Next word prediction

8/29/2020

Reproducible pitch

This presentation is for Data Science Capstone Course Project. We will cover the features of the application, a description of the algorithm and instructions of the user interface.

Github repo please see: https://github.com/YihaoYang/DataScienceCapstone.
Shiny Application please see: https://yihaoy.shinyapps.io/next_word_prediction/.

Shiny App User Interface

The next word prediction app is located at https://yihaoy.shinyapps.io/next_word_prediction/. The webpage consists of two tabs. The main tab is named as App, where you can enter some texts and the app will try to predict your next word. The second tab About leads to the source code and this presentation.

Please give it a try!

Algorithm for next word prediction – N-grams generation

Text data were sampled (10%) from a large corpus of blogs, news and twitter posts provided by Coursera-Swiftkey. After cleaning the sampled data, the N-grams were extracted using the quanteda package. Moreover, sorted token-frequency data frames were built and saved for the use in prediciton part.

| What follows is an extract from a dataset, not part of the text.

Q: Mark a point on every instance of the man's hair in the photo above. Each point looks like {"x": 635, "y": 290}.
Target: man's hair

Please see MilestoneReport in the github repo for details of sampling.
Please see predNext.R in the github repo for details of N-grams generation. Unigram, bigram, trigram, quadgram and pengram were built for the application.

Algorithm for next word prediction – Prediction strategy

The server first reads in the N-grams built from predNext.R. As text is entered by the user, the app splits the text input into ordered words, feed into the longest n-gram possible to find a match. If a match is not detected, the app switches to a shorter n-gram token-frequency data frame for matching until unigram.

Please see server.R in shinyApp folder in the github repo for more details.

Thank you!